Posted: 3:51 pm Tuesday, May 10th, 2016
By Jamie Dupree
With Republicans still getting used to the idea that Donald Trump is on his way to being the Republican Party nominee for President, GOP Senators for and against Trump said on Tuesday that the party’s standard bearer must do more to reach out to Republicans on Capitol Hill and provide more detail on his policy plans and goals.
“Start communicating with the House and the Senate,” was the advice offered by Sen. Jim Inhofe (R-OK), who says he’s ready to work with Trump, but wants to see more meat on the bones of the Trump agenda.
Inhofe – who says he’s fully on board with Trump – said foreign policy was one example of where Trump needs to step up with specifics.
“He’s said a lot of things,” Inhofe told reporters, arguing that Trump has been in a ‘campaign’ phase.

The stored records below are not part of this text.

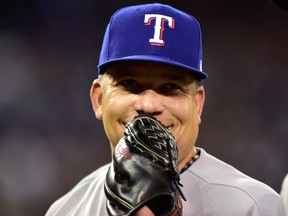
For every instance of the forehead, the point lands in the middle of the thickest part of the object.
(148, 70)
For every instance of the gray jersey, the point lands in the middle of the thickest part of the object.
(211, 187)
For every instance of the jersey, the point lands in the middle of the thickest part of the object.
(211, 186)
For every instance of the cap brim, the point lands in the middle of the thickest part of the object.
(151, 58)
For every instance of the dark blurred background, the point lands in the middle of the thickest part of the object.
(49, 137)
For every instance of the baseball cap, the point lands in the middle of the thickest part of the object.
(153, 32)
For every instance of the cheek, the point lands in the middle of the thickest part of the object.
(114, 111)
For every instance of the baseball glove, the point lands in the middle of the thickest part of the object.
(144, 171)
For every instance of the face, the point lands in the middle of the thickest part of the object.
(169, 93)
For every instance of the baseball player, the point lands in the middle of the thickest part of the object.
(150, 97)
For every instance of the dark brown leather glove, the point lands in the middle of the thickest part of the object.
(144, 171)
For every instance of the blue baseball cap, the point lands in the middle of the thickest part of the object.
(156, 33)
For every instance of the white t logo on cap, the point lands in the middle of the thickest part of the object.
(158, 27)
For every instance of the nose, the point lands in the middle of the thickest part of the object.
(149, 101)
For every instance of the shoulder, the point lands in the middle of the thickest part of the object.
(220, 185)
(283, 204)
(78, 200)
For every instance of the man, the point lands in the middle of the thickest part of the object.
(151, 62)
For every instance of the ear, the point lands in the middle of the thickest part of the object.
(96, 98)
(199, 102)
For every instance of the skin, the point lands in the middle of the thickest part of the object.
(169, 93)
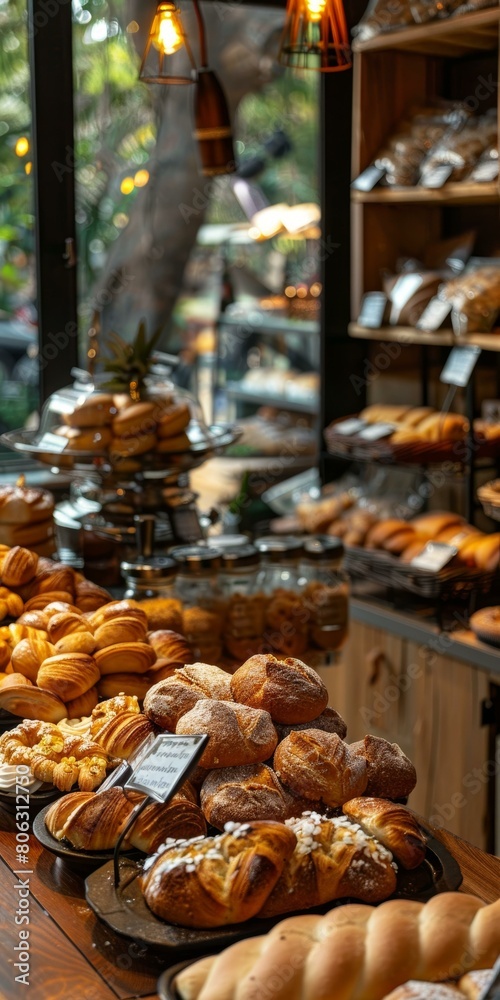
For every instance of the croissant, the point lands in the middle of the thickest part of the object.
(353, 952)
(29, 654)
(123, 734)
(333, 859)
(217, 880)
(393, 825)
(68, 675)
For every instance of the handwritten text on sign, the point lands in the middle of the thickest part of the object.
(166, 766)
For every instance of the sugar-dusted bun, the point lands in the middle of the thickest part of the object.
(243, 794)
(96, 411)
(173, 420)
(391, 774)
(113, 685)
(84, 705)
(329, 721)
(430, 525)
(163, 613)
(170, 699)
(89, 597)
(68, 675)
(319, 766)
(64, 624)
(135, 419)
(117, 609)
(286, 688)
(29, 654)
(19, 567)
(125, 657)
(126, 628)
(237, 734)
(171, 647)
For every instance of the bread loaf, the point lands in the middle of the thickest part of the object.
(286, 688)
(237, 733)
(220, 880)
(353, 952)
(319, 766)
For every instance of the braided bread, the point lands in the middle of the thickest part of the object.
(354, 952)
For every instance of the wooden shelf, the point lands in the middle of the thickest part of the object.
(458, 36)
(441, 338)
(450, 194)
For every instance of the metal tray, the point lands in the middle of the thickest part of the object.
(125, 911)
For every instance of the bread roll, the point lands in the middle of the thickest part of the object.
(329, 721)
(68, 675)
(319, 766)
(237, 733)
(220, 880)
(286, 688)
(390, 773)
(243, 794)
(170, 699)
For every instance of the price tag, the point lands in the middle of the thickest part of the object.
(484, 172)
(460, 365)
(349, 427)
(53, 443)
(434, 557)
(372, 310)
(369, 178)
(434, 314)
(166, 765)
(437, 178)
(375, 431)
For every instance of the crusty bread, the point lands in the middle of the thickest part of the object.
(286, 688)
(354, 952)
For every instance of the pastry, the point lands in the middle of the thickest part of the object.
(243, 794)
(237, 734)
(392, 825)
(333, 859)
(68, 675)
(391, 774)
(319, 766)
(168, 700)
(329, 956)
(329, 721)
(217, 880)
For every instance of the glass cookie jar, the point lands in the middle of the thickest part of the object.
(325, 591)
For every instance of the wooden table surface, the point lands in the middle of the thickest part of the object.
(75, 957)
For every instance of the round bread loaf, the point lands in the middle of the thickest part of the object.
(170, 699)
(319, 766)
(288, 689)
(237, 734)
(329, 721)
(391, 775)
(243, 794)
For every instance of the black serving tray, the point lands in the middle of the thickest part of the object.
(124, 909)
(81, 861)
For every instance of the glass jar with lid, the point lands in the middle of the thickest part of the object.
(325, 590)
(279, 562)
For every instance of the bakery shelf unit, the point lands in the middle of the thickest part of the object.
(456, 58)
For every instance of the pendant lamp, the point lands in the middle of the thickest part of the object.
(315, 36)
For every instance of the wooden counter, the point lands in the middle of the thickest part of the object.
(74, 955)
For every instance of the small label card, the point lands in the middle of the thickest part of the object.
(434, 557)
(165, 767)
(376, 431)
(52, 443)
(348, 427)
(459, 366)
(373, 307)
(369, 178)
(434, 314)
(438, 176)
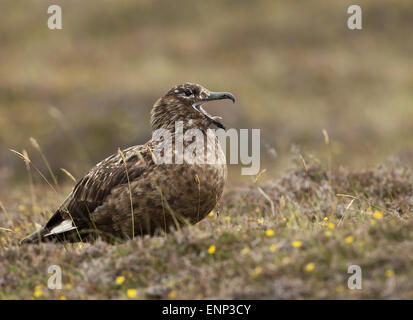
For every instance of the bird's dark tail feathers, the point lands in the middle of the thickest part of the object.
(36, 237)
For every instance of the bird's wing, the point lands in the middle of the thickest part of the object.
(91, 191)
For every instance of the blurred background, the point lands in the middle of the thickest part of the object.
(294, 67)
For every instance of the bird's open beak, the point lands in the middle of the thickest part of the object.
(219, 96)
(214, 96)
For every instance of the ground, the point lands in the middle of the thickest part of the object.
(298, 246)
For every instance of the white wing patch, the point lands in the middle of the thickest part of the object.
(65, 225)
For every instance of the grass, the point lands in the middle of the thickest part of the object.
(323, 222)
(295, 69)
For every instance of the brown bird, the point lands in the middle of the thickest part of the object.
(130, 193)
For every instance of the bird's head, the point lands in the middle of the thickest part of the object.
(183, 103)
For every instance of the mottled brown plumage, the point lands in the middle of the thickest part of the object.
(162, 195)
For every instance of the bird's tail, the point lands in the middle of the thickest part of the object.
(36, 237)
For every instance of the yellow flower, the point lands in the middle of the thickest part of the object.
(38, 291)
(120, 280)
(131, 293)
(377, 215)
(349, 239)
(328, 233)
(172, 294)
(256, 272)
(269, 232)
(340, 288)
(309, 267)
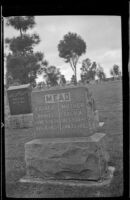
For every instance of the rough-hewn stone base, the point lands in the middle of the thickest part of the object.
(67, 158)
(20, 121)
(78, 183)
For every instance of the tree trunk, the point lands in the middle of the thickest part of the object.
(75, 76)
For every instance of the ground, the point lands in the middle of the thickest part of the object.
(108, 97)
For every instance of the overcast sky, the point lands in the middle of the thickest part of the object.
(102, 35)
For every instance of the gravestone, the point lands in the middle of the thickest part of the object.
(19, 99)
(66, 145)
(64, 112)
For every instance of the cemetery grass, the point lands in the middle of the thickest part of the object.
(108, 98)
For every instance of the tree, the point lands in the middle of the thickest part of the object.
(115, 71)
(62, 80)
(88, 70)
(71, 48)
(100, 73)
(51, 75)
(73, 80)
(22, 63)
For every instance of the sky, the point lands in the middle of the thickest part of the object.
(102, 35)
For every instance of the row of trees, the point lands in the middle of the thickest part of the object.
(24, 65)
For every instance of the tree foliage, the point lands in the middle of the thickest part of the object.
(22, 63)
(21, 23)
(51, 75)
(71, 48)
(73, 80)
(62, 80)
(100, 73)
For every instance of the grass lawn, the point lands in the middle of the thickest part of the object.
(108, 98)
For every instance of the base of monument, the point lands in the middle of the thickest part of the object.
(103, 182)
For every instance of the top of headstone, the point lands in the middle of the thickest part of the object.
(61, 87)
(19, 87)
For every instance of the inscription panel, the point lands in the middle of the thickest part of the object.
(60, 112)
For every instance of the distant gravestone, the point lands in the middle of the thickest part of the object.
(63, 112)
(19, 98)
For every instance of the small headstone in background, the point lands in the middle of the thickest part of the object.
(19, 99)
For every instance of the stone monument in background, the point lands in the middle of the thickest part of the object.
(19, 100)
(66, 145)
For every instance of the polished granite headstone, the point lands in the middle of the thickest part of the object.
(64, 112)
(66, 145)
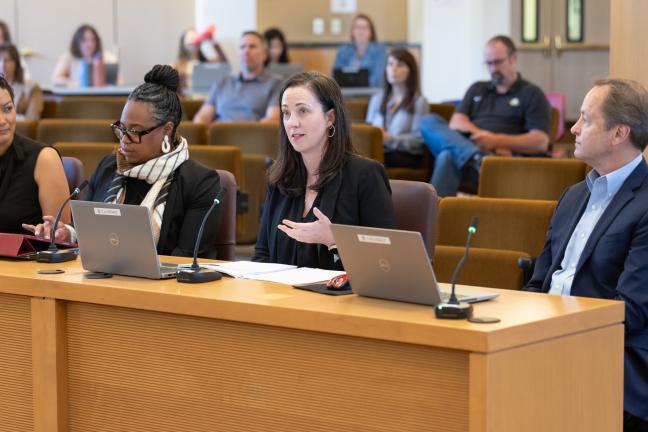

“His foreign policy positions are way out of the mainstream,” complained Sen. Lindsey Graham (R-SC), who also said he would like to see more cooperation between Trump and Republicans.
But other GOP Senators urged lawmakers and voters who don’t support Trump to calm down.
“I think a better place to be is to chill,” said Sen. Bob Corker (R-TN) to a pack of reporters. “Let the campaign evolve a little bit and see where the candidate ends up.”
— Jonathan Martin (@jmartNYT) May 10, 2016
Corker – who chairs the Senate Foreign Relations Committee – told reporters that he had spoken several times with the Trump campaign, then waved off talk that he was being vetted as Trump’s running mate.
“I have no reason to believe that I’m being considered as Vice President,” Corker said.
In terms of big name endorsements for Trump, two of his former rivals were not giving any signs that they were about to join the Trump Train.
“I don’t view myself as a guy who is going to sit here for the next six months taking shots at him,” said Sen. Marco Rubio (R-FL).
“People know where I stand, they know what our differences are,” Rubio added at a foreign policy seminar at the Hudson Institute.
Also not endorsing was Sen. Ted Cruz (R-TX), who told talk show host Glenn Beck that he was not ready to endorse, as he also downplayed any talk of a third party bid against Trump.
Ted Cruz just about to fly back to DC for Senate return, not endorsing Trump, says third party bid not likely
— Jamie Dupree (@jamiedupree) May 10, 2016
Cruz made his comments as he prepared to fly back to Washington and resume his work full time in the Senate, a week after he dropped out of the race.
In the hallways, it wasn’t hard to figure out which member of Congress was a Democrat, and which was a Republican.
The Republicans were the ones with all sorts of reporters following them, like Sen. Charles Grassley (R-IA).
Not all GOP lawmakers were being overly chatty about Trump, as some were still reluctant to talk in public about their party’s nominee – as some were seen rushing by reporters, their eyes fixed in a “I’m-not-talking-to-any-of-you-so-don’t-even-try-to-ask-me-anything” type of look.
The feeling among fellow reporters was that was not going to be a strategy that would work in the long term.
PSA: Not taking Trump questions is not a sustainable position for congressional Republicans
— Burgess Everett (@burgessev) May 10, 2016
“I’ll support the Republican ticket,” Sen. Johnny Isakson (R-GA) said several times as he walked to the weekly GOP lunch for Senators, surrounded by reporters.
With a smile, Isakson made clear – with a bit of humor – that he was already tiring of the repeated questions about Trump.
“I need laryngitis as quick as I can get it,” Isakson said, reducing reporters to laughter.